The price of Ethereum blob fees momentarily increased to $4.52 as a result of a sudden surge in the number of Scroll airdrop claims.
The cost of Ethereum blob fees momentarily reached $4.52 due to a frenzy of airdrop claims for a new Ethereum layer-2 network called Scroll. This is the third instance in which blobs have become expensive since Ethereum’s Dencun upgrade in March.
Ethereum blob fees on High Rise
In an October 22 post to X, pseudonymous crypto data analyst Hildobby stated, “Scroll airdrop claimers just triggered the blob market; they’re no longer free.”
He attributed the increase in Ethereum blob fees to an airdrop for L2 Scroll, which listed its governance token SCR on Binance and airdropped the token to its users on October 22.

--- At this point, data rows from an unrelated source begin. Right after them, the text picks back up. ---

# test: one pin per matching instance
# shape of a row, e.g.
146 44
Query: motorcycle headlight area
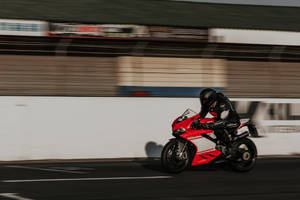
179 131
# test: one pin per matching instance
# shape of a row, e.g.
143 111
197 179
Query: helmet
207 97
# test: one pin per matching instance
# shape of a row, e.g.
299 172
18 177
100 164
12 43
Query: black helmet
207 97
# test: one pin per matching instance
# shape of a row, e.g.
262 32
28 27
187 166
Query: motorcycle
192 147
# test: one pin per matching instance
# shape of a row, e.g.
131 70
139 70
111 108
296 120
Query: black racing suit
227 119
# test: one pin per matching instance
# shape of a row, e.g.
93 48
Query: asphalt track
270 179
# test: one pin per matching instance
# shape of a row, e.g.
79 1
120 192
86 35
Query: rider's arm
223 120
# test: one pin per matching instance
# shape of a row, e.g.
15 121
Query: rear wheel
175 156
244 155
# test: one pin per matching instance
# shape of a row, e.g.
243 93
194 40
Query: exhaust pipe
245 134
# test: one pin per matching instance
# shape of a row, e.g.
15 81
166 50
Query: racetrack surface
270 179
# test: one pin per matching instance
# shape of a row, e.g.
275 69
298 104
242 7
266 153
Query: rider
218 105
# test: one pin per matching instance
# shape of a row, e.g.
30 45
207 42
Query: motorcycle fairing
205 149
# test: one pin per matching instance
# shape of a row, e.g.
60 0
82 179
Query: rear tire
169 159
245 154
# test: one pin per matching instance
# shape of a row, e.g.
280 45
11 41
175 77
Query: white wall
82 127
254 36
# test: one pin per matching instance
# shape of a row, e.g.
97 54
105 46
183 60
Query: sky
294 3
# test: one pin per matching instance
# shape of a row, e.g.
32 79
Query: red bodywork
202 156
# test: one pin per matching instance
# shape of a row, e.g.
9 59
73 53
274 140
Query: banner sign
105 30
271 115
127 32
169 33
23 27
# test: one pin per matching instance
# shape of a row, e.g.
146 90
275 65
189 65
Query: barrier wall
103 127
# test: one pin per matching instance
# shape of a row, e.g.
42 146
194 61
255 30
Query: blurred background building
155 48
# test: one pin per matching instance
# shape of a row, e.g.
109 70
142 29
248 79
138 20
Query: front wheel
245 154
175 156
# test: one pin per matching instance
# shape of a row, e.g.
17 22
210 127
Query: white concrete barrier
101 127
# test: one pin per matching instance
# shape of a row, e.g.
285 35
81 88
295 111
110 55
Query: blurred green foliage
155 12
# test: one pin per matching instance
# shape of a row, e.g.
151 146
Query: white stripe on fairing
206 151
44 169
86 179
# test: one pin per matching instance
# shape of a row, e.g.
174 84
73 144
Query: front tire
171 159
245 155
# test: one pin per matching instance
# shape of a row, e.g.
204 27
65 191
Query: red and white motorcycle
192 147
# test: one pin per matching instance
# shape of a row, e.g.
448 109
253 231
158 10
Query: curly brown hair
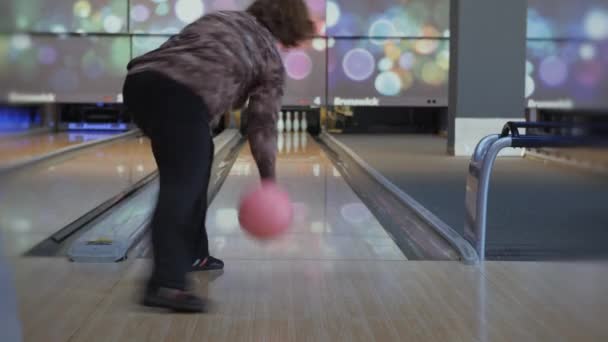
288 20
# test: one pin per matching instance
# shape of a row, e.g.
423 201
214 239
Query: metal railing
484 157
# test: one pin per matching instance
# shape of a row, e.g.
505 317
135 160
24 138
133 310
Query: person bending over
177 94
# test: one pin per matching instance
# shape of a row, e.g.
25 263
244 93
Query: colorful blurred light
382 28
333 14
426 46
358 64
82 9
596 24
47 55
530 86
385 64
553 71
587 52
406 61
188 11
298 65
112 24
388 83
140 13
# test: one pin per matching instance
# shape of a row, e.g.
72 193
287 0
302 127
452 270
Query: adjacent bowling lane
39 200
20 148
331 223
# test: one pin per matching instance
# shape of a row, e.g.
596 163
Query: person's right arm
261 112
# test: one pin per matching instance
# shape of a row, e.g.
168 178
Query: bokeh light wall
567 19
388 72
77 50
567 74
59 16
388 18
49 68
170 16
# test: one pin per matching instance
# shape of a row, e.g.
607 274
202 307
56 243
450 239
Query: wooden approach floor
322 300
337 276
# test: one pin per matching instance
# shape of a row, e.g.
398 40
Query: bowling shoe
208 264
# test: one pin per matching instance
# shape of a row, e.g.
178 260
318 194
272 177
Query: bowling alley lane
21 148
40 200
331 222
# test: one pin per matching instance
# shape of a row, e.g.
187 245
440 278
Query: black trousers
177 123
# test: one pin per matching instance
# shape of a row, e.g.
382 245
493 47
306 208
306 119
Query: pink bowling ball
266 212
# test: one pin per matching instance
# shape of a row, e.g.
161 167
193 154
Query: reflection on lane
39 200
20 148
330 222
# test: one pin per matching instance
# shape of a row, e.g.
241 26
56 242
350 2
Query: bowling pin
280 123
304 141
304 123
288 122
288 142
280 142
296 122
296 142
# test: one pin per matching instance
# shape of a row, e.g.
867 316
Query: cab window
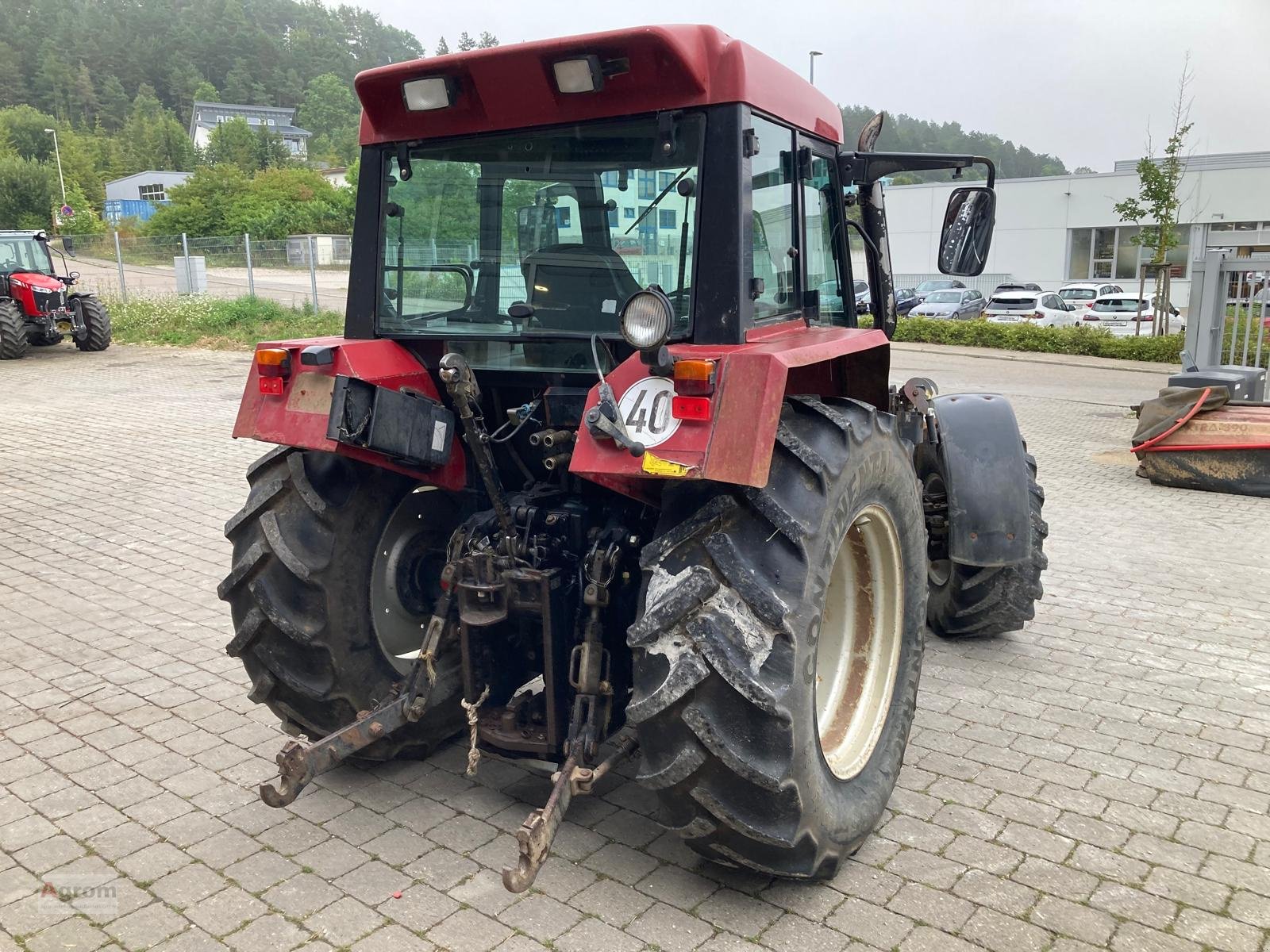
821 243
772 196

Ethereum blob fees reached a four-month peak of $4.52 on October 22, as data from Dune Analytics indicated.
Before the launch of Blobscriptions on March 27, a protocol that enabled users to directly inscribe data onto blobs, a significant increase in blob price has only been observed twice: once during a surge in L2 activity in July and earlier during the protocol’s launch.
Higher blob fees are a double-edged sword for Ethereum. Blobs that are more costly generate more significant amounts of blob gas that are returned to the network; however, they also increase the expenses associated with executing transactions and transfers on Ethereum L2s.

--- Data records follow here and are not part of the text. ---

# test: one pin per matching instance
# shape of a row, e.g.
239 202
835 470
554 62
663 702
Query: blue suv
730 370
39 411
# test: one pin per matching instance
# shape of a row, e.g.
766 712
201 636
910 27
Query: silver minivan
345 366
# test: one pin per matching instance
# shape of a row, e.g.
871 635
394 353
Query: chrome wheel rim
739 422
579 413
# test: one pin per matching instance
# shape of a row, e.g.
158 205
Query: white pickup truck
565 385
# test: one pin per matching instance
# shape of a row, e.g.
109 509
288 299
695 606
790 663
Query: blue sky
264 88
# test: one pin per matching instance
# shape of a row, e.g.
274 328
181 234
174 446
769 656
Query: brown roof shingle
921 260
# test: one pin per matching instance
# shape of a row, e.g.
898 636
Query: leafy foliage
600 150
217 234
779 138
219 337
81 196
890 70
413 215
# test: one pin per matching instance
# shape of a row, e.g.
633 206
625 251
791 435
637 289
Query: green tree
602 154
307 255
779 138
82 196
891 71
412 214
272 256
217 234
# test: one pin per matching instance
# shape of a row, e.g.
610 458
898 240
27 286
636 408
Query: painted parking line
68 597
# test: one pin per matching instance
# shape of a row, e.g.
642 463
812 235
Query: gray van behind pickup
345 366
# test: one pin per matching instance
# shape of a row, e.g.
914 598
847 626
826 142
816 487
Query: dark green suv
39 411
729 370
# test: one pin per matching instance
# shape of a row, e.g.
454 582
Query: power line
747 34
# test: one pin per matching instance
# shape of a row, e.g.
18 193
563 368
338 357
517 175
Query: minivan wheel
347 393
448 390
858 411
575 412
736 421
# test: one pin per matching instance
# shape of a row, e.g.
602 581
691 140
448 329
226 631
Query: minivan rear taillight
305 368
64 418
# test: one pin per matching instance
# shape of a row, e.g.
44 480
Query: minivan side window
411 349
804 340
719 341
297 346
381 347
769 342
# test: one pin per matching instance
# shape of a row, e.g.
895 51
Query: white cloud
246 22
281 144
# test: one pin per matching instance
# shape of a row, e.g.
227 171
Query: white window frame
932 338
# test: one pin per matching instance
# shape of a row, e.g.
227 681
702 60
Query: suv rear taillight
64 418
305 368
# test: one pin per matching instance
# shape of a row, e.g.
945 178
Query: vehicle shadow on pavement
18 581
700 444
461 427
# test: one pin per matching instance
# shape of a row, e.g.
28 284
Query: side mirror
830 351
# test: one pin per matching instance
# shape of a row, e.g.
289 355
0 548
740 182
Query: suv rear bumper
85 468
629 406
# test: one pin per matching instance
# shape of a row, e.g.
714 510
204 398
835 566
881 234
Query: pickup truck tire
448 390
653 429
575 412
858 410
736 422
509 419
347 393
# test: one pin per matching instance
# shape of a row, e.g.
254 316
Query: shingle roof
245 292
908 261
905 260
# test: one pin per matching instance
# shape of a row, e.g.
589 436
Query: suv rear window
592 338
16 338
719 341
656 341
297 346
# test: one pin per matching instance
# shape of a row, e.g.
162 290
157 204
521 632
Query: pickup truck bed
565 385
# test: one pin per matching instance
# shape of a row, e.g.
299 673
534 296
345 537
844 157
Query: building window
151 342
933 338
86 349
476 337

The price of Ethereum blob fees experienced a rapid retracement as activity across L2s slowed, ultimately stabilizing at a cost of nearly zero at the time of publication. This is particularly noteworthy.
This announcement was made just one month after Ethereum co-founder Vitalik Buterin emphasized in a September 27 X thread that the “blob count” — the maximum number of available blobs per block — was approaching its maximum capacity and could potentially impede Ethereum’s scalability if no action was taken to resolve it.

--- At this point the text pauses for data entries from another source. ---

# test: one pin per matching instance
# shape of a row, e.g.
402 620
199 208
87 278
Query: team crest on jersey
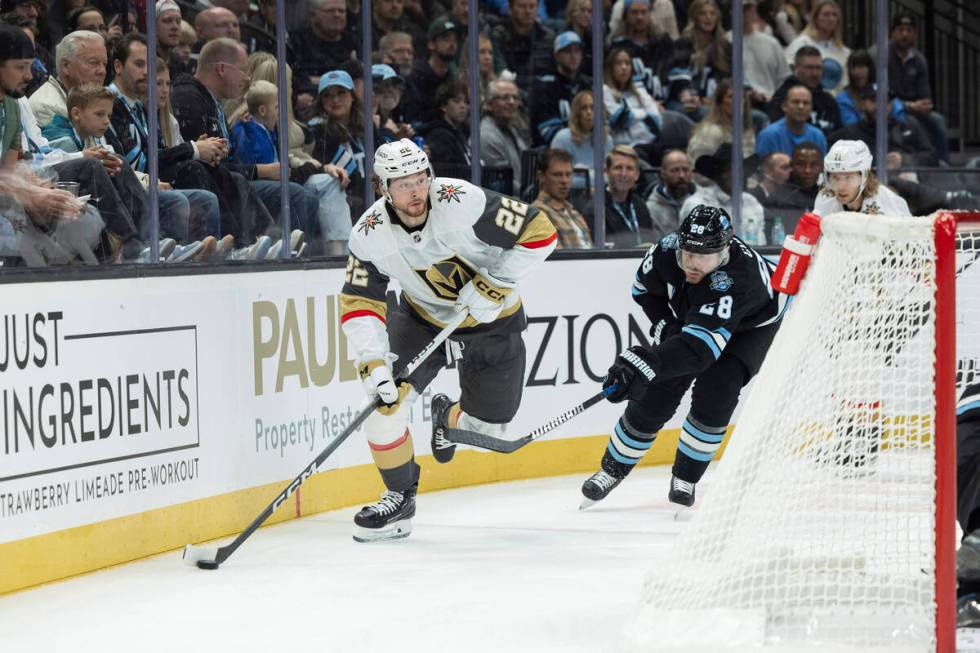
369 222
447 277
720 281
448 193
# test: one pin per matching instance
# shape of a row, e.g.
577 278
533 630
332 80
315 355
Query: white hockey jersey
884 202
468 229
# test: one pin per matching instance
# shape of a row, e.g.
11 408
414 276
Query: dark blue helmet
705 230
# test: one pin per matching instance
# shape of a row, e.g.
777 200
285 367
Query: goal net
829 523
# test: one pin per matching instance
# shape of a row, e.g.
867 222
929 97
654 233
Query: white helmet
848 156
399 159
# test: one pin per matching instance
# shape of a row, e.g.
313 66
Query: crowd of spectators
75 81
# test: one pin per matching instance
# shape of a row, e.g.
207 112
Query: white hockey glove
377 378
484 296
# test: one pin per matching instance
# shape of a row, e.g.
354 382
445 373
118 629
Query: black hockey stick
500 445
209 557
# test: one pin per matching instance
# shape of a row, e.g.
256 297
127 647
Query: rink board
142 414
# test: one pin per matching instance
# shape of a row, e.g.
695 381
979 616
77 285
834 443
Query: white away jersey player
884 202
468 229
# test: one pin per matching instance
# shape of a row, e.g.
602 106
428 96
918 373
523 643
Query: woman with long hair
634 117
824 32
716 127
576 139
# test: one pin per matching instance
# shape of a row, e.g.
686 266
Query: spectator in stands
824 33
793 128
649 46
322 46
717 169
634 118
716 127
578 14
774 171
447 137
552 94
763 59
908 141
628 222
576 139
398 51
525 43
390 16
861 75
712 57
500 143
216 23
338 130
807 70
908 78
81 60
554 170
667 197
428 75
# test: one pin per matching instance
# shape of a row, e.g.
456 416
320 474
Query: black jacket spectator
526 55
826 113
551 103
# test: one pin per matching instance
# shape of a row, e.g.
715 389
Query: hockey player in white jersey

A new Ethereum Improvement Proposal (EIP) was unveiled by Ethereum developers on October 18, weeks later, to increase the current fixed “blob count”—the maximum number of available blobs per block.
EIP-7742 will establish a mechanism for the Ethereum consensus layer to “dynamically” establish the blob gas target and maximum values, thereby optimizing for blob-carrying transactions and enhancing network scalability in the forthcoming Pectra fork, according to Christine Kim, Galaxy Digital’s vice president of research.
In March, Ethereum’s Dencun upgrade was implemented, primarily designed to decrease transaction costs on the layer-2 networks of Ethereum. This upgrade included the introduction of blobs.
Transaction fees on Ethereum L2 experienced a significant decrease after the implementation of proto-dank sharding and structures. Arbitrum’s swap fees decreased from approximately $1.25 to less than $0.02, and Polygon’s fees experienced a comparable decline.
It is worth noting that Ethereum developer Dan Cline inscribed the entire Bee Movie script to the Ethereum mainnet for a mere $14, thereby illustrating the cost-saving capabilities of blobs as transient data storage units.